朝日新聞の「天声人語」を読んで、茂木さんが朝から憤慨していた。曰く、このコラム欄は季節の移り変わりなどのエッセイとしては秀逸だけれども、政治のネタになるとひどいと。「緻密なロジックと世界観で語るべきことを、花鳥風月でごまかすから、読むべき見識が一つもない」との指摘に、なるほどなあと思った。

茂木健一郎連続ツイート「天声人語はいっそのこと、紅旗征戒わが事にあらずを貫いてはどうか」 - Togetterより
日本における「随筆」という言葉は、たとえば吉田兼好や清少納言のそれを思い起こさせるのであろう。感性に根ざして、簡潔に自然の動きや心のゆれを表現する。短い文章の中で世界観を示すわざは、日本語の一つの「精華」であって、末永く受け継いでいかなければならない。

英語のessayを、吉田兼好的な随筆と、狭くとってしまっているところに、日本の文化の掛け違いが生じているように思う。たとえばノーベル賞学者クルーグマンのコラムはessayではあるかもしれないが、随筆では断じてない。政治や経済を論ずるのに、徒然草のスタイルはなじまない。
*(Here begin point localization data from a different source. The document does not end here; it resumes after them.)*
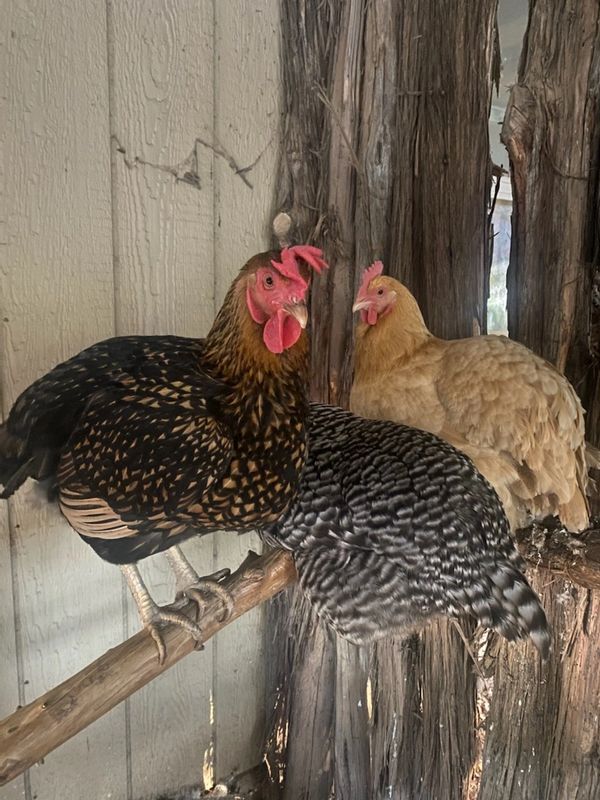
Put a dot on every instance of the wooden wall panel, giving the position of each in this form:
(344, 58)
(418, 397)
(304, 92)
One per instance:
(247, 108)
(122, 215)
(57, 296)
(162, 99)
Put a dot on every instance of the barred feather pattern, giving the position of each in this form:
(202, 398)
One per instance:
(393, 526)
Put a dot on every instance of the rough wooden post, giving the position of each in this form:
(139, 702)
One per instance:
(385, 156)
(544, 731)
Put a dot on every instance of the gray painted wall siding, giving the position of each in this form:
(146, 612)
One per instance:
(104, 111)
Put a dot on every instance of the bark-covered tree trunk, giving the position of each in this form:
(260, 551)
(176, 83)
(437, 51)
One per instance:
(544, 738)
(385, 155)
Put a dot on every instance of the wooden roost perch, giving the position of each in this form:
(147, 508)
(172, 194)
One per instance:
(36, 729)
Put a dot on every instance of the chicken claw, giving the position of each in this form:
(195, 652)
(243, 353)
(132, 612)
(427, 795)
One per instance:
(191, 586)
(152, 616)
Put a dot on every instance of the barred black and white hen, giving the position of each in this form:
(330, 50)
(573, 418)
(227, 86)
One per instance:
(392, 526)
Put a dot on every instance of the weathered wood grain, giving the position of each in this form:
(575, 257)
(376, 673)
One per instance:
(57, 297)
(373, 173)
(36, 729)
(545, 737)
(161, 79)
(246, 129)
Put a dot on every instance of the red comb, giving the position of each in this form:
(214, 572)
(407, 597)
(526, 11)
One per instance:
(371, 272)
(288, 265)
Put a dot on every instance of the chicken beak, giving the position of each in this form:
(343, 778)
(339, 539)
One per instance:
(299, 311)
(359, 305)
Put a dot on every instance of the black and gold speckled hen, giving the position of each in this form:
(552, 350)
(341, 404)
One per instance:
(151, 440)
(392, 526)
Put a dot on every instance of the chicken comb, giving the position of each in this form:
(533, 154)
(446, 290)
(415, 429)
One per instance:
(288, 265)
(371, 272)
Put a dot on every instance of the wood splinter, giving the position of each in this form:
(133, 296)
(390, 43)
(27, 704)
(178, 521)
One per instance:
(36, 729)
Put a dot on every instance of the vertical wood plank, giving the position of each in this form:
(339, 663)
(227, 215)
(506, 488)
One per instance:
(161, 74)
(57, 297)
(247, 96)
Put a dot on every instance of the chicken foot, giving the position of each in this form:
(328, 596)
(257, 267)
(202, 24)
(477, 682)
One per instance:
(152, 615)
(190, 585)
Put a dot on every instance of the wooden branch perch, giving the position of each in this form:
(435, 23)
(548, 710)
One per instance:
(38, 728)
(576, 558)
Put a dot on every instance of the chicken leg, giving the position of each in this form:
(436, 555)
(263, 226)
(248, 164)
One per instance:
(189, 584)
(152, 615)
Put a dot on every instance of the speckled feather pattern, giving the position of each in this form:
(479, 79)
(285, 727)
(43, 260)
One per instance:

なごり雪や桜の花のほころび、子どもの笑顔を描写するのには適した「随筆」のスタイルは、残念ながら、政治や経済のことを論ずるにはまったくそぐわない。多くの人の利害にかかわり、場合によっては国の命運がかかることは、硬質で、論理的に緻密な記述にならざるを得ない。

朝日新聞の天声人語は、花鳥風月を論じたときにはさすがに冴えがあり、吉田兼好の伝統を引き継いでいると評価できる。しかしこれが政治や経済になるとからっきしダメなのであって、それはスタイルが合っていないのだということに、もうそろそろ気付いて止めたらどうか。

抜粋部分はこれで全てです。